O empresário Iran Campos, presidente do Londrina Junior Team (LJT), garante que o cobiçado acordo de parceria entre o Londrina e o campeão mundial interclubes, o Bayern Munique, está mais próximo, depois da viagem que o dirigente fez à Alemanha na semana passada.
Os dois clubes negociam o acordo desde o ano passado, quando foi acertada a terceirização do futebol amador do LEC, contrato firmado na administração Agostinho Miguel Garrote, no início do ano passado. Pelo acordo de terceirização, os direitos federativos dos jogadores (nova denominação para o vínculo entre atleta e clube) formados pelo LJT seriam divididos entre os empresários e o Londrina.
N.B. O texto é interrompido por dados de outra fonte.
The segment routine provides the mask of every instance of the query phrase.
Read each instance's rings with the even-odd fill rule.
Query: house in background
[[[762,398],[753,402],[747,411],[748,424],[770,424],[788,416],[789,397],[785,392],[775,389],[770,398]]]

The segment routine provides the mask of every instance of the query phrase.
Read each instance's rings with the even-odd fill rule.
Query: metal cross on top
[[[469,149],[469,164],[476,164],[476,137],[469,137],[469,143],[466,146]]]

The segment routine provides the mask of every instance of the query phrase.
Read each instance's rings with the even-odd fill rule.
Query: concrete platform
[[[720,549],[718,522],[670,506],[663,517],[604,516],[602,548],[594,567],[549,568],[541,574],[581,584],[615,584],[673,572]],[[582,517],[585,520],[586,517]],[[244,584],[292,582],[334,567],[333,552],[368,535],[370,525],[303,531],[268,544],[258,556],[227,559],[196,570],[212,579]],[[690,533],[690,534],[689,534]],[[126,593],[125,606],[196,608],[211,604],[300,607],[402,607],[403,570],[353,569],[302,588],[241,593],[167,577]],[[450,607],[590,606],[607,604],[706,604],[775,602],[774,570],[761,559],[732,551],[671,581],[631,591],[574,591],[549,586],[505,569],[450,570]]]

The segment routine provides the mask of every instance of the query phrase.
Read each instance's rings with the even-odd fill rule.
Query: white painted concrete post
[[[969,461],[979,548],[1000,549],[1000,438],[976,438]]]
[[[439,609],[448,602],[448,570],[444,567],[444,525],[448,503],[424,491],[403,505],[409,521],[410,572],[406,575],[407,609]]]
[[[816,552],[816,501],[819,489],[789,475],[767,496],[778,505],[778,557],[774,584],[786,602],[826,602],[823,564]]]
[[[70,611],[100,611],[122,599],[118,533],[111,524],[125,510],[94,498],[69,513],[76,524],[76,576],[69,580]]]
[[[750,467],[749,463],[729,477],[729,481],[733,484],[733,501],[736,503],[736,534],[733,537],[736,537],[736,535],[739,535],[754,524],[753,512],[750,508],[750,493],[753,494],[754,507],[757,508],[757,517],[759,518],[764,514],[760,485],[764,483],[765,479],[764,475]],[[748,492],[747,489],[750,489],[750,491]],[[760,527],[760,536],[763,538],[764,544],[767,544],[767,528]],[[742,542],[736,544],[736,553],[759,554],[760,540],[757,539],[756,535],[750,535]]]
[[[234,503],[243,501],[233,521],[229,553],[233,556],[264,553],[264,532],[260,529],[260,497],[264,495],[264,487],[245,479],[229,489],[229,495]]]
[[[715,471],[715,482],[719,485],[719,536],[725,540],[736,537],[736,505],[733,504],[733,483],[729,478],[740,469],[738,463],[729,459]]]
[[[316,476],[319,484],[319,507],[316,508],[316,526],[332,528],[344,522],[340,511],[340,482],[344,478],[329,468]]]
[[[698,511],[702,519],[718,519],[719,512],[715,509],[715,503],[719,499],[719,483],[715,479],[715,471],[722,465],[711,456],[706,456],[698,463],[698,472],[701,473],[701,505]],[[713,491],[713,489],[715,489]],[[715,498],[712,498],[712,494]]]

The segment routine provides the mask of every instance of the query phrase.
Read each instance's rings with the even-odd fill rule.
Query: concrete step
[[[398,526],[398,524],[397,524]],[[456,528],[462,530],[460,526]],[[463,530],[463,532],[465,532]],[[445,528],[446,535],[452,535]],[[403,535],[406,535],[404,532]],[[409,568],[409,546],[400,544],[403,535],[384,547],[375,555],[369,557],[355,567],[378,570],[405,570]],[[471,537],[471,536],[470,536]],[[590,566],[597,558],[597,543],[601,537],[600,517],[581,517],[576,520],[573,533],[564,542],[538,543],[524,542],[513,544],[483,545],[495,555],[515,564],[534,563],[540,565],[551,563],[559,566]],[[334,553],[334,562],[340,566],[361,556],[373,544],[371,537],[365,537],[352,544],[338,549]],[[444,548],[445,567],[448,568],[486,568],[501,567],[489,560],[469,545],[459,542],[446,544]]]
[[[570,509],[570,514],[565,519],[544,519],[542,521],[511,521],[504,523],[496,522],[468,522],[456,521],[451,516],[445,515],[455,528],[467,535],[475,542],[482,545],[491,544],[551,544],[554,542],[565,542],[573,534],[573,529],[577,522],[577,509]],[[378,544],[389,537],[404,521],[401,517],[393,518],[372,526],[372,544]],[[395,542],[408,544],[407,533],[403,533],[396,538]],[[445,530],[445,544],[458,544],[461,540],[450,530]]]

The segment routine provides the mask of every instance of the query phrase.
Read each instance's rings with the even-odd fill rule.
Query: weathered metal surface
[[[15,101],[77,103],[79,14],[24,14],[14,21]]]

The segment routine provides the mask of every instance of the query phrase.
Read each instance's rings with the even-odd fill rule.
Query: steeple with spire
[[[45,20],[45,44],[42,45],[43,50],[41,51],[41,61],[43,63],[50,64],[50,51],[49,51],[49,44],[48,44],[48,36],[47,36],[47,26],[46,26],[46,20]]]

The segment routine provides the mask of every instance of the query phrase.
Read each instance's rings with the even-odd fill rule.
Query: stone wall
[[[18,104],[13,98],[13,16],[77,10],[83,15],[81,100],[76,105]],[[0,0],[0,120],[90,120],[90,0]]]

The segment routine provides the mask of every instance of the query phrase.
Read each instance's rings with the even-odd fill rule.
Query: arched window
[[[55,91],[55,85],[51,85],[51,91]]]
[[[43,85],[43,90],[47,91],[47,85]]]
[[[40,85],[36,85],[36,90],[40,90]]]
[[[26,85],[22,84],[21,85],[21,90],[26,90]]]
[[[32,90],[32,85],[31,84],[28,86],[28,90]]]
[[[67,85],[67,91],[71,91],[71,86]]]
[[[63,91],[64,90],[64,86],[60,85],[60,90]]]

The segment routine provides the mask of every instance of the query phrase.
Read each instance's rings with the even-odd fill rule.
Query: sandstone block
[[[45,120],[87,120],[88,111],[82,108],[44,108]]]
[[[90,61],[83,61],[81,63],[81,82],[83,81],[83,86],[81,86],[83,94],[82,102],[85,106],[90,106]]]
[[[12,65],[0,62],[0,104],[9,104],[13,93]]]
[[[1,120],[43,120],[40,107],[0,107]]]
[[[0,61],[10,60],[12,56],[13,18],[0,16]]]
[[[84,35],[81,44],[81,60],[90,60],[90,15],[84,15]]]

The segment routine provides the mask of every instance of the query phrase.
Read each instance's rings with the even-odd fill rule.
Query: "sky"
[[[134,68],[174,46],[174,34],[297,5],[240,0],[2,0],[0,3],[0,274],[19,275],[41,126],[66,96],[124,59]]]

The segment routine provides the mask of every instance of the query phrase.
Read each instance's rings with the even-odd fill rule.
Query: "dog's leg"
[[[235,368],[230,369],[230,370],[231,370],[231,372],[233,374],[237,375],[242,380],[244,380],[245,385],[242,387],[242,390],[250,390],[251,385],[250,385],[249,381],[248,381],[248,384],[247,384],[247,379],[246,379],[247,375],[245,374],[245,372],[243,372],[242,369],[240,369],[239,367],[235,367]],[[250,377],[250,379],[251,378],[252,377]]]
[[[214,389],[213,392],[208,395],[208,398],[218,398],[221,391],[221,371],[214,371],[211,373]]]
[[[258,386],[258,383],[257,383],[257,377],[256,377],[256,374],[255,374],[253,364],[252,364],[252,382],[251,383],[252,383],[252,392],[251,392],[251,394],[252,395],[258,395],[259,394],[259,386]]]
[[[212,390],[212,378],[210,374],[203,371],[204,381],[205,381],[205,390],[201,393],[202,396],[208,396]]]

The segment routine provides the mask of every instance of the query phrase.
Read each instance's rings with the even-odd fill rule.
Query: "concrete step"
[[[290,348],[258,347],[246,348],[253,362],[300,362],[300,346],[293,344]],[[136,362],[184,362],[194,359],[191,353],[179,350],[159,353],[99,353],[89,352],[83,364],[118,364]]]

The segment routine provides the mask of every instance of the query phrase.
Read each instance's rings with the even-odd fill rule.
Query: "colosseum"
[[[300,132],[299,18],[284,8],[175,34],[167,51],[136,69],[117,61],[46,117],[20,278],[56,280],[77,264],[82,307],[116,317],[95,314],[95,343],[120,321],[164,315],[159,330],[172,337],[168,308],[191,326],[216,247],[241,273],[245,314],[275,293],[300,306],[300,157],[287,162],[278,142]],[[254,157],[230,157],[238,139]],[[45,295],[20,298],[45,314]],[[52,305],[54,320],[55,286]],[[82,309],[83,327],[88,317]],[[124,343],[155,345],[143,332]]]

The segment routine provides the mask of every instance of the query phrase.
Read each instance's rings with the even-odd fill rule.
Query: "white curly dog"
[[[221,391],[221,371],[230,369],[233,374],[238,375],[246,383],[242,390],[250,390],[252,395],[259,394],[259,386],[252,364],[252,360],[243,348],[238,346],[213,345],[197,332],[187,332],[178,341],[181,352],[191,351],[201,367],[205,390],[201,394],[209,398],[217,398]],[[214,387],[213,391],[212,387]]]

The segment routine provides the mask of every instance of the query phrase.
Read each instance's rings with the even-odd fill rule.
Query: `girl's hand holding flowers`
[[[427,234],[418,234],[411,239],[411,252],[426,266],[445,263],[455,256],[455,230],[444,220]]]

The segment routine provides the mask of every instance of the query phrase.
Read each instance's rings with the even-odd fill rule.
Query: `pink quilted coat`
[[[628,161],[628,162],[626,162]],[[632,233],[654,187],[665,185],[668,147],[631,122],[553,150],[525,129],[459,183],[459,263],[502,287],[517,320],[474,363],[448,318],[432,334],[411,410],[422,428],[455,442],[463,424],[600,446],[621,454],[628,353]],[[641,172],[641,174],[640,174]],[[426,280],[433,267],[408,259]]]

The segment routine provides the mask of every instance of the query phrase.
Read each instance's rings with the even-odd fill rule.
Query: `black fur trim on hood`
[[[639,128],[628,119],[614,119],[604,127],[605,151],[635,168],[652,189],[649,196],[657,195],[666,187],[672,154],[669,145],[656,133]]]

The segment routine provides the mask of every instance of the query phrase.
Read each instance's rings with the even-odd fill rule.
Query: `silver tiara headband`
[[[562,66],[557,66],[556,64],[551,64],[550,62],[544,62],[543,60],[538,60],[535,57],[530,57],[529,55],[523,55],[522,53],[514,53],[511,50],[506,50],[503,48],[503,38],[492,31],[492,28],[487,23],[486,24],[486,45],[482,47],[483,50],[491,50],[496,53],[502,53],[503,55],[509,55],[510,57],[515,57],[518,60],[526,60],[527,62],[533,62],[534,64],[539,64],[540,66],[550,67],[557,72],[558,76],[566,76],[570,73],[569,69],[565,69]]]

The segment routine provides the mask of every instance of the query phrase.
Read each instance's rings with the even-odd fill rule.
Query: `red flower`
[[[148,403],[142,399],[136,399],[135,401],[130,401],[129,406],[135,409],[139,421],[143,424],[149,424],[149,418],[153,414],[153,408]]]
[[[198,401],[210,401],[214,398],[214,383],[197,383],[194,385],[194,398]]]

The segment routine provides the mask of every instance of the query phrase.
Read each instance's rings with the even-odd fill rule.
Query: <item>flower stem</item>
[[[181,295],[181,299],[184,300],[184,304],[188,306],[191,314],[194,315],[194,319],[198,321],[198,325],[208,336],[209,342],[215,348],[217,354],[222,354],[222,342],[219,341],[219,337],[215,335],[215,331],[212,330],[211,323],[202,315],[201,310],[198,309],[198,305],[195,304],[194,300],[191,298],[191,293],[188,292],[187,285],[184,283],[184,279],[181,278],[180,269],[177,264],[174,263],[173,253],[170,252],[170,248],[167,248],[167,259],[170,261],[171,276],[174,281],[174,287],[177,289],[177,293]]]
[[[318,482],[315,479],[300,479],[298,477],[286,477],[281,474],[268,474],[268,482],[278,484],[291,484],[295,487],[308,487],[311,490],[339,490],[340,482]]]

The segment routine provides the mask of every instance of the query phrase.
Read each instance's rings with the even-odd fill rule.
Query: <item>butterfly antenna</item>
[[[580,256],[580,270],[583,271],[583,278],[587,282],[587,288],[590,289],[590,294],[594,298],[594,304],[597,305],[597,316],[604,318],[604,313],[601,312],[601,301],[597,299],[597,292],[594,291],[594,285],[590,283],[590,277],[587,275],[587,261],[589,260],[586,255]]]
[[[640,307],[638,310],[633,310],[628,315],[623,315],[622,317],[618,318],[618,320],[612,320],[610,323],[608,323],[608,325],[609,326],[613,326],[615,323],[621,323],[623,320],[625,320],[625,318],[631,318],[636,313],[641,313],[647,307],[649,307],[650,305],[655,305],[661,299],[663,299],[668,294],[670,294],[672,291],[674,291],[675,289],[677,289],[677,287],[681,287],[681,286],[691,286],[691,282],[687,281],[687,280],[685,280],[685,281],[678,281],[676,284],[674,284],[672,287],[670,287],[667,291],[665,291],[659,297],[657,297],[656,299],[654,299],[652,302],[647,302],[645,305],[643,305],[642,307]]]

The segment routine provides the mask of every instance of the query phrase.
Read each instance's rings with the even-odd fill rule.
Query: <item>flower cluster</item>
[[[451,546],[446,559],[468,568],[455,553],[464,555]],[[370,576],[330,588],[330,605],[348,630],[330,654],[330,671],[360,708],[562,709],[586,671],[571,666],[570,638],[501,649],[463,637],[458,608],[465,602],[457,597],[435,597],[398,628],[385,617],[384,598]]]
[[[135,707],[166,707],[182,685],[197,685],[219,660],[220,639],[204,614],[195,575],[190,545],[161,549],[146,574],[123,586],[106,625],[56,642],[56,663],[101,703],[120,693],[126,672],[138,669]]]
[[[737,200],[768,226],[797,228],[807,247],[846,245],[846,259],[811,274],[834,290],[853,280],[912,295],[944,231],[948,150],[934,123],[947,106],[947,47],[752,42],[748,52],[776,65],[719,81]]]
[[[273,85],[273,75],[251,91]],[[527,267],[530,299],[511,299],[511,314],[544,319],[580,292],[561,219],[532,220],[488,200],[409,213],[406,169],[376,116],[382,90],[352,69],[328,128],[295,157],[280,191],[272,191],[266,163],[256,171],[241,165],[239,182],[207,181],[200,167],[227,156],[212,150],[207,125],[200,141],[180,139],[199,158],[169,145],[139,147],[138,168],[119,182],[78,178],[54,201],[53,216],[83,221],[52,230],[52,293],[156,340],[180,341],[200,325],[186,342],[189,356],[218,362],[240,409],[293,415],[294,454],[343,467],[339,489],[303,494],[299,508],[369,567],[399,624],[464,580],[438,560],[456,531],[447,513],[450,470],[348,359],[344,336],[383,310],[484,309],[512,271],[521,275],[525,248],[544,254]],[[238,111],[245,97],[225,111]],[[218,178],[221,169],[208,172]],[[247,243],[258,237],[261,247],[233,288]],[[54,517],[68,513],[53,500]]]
Sem representantes do LEC, a missão capitaneada por Campos foi recebida diariamente por diretores do Bayern durante uma semana. Segundo o empresário, a equipe alemã trata o caso com cautela – as conversações já completaram um ano e meio –, depois de fracassar em algumas experiências pela América Latina.
A nova legislação que rege as relações trabalhistas no futebol brasileiro ainda intriga os europeus, que querem garantias de que os jogadores formados pela parceria não sejam ‘‘roubados’’ por outros clubes brasileiros. ‘‘Vamos encomendar um estudo jurídico sobre esta legislação e enviar a eles. Espero que no final de junho eles se convençam que o acordo será seguro’’.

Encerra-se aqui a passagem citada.